Fig. 1 is a flowchart of an adaptive image lossless compression method according to an embodiment of the present invention.
Detailed Description
In order to more clearly illustrate the embodiments of the present invention or the technical solutions in the prior art, the following description will explain the specific embodiments of the present invention with reference to the accompanying drawings. It is evident that the drawings in the following description are only examples of the invention, from which other drawings and other embodiments can be obtained by a person skilled in the art without inventive effort.
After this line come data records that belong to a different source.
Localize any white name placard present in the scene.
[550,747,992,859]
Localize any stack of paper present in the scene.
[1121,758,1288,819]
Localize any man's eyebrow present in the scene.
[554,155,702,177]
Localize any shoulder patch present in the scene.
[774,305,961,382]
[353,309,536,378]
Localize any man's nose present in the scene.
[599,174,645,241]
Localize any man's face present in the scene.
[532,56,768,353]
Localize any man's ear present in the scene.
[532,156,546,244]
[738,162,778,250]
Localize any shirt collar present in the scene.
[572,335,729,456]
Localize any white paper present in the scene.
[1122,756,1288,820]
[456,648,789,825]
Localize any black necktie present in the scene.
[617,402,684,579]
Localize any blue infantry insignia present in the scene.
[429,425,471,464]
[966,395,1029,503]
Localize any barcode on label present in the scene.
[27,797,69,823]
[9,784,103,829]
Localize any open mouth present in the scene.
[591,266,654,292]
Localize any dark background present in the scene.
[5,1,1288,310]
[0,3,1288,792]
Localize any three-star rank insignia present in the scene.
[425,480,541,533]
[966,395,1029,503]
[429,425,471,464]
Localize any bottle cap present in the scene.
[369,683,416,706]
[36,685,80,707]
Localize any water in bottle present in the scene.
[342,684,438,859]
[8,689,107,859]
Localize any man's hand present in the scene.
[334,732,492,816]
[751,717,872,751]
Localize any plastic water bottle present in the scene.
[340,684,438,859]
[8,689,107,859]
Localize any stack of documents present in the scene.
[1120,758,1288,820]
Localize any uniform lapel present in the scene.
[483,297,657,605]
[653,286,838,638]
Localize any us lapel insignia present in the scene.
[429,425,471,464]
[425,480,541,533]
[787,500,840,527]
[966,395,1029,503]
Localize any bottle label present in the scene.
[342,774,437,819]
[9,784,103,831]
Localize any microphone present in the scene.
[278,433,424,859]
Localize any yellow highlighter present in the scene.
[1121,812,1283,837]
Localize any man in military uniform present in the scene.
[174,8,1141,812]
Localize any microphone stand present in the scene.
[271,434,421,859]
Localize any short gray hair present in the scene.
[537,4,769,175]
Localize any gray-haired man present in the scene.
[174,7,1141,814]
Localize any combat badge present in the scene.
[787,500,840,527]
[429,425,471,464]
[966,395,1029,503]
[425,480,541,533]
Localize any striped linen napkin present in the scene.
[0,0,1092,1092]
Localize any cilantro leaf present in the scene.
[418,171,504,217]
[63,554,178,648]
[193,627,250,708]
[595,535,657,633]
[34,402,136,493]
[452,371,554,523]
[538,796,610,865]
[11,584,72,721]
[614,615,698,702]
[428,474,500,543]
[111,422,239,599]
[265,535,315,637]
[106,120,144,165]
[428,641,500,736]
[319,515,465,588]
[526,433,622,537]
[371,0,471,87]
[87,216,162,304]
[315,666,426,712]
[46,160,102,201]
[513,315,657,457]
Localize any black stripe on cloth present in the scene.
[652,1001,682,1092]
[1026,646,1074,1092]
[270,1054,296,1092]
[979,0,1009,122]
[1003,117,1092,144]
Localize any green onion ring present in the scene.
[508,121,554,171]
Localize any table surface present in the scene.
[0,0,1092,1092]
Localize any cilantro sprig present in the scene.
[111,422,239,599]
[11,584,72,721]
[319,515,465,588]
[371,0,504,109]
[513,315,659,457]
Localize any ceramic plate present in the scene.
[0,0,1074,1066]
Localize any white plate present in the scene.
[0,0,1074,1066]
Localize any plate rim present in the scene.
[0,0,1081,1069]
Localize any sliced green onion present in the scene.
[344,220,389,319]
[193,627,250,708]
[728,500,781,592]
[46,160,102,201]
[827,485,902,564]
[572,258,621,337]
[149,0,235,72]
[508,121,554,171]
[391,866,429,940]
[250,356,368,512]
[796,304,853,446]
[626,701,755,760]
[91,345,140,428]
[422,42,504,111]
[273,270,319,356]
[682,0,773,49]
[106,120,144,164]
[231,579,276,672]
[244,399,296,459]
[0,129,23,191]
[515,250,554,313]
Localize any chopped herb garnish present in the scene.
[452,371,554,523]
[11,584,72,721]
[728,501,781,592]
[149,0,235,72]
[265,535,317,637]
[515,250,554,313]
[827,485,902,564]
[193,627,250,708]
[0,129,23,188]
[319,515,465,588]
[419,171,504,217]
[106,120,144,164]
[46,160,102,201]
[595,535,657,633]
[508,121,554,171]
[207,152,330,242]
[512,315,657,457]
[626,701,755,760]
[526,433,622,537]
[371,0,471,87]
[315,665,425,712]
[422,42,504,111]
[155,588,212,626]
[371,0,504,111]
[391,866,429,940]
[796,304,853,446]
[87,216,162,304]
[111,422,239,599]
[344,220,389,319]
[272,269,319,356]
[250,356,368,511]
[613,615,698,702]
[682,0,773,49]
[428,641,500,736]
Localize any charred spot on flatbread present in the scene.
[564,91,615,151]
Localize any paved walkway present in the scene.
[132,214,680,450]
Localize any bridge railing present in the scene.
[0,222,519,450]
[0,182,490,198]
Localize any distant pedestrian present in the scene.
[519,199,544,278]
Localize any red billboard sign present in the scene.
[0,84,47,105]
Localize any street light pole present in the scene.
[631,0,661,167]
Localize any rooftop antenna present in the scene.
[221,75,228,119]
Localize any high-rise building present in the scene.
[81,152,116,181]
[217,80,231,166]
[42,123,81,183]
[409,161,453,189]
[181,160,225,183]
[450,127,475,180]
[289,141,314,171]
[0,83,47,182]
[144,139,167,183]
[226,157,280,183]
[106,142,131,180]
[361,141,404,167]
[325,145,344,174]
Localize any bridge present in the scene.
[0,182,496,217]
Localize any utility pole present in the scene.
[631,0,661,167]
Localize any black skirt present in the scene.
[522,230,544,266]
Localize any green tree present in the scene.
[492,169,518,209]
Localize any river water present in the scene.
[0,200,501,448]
For simplicity of the drawing, only the parts relevant to the invention are schematically shown in each drawing, and they do not represent the actual structure thereof as a product. Additionally, in order to simplify the drawing for ease of understanding, components having the same structure or function in some of the drawings are shown schematically with only one of them, or only one of them is labeled. Herein, "a" means not only "only this one" but also "more than one" case.
It should be further understood that the term "and/or" as used in this specification and the appended claims refers to any and all possible combinations of one or more of the associated listed items, and includes such combinations.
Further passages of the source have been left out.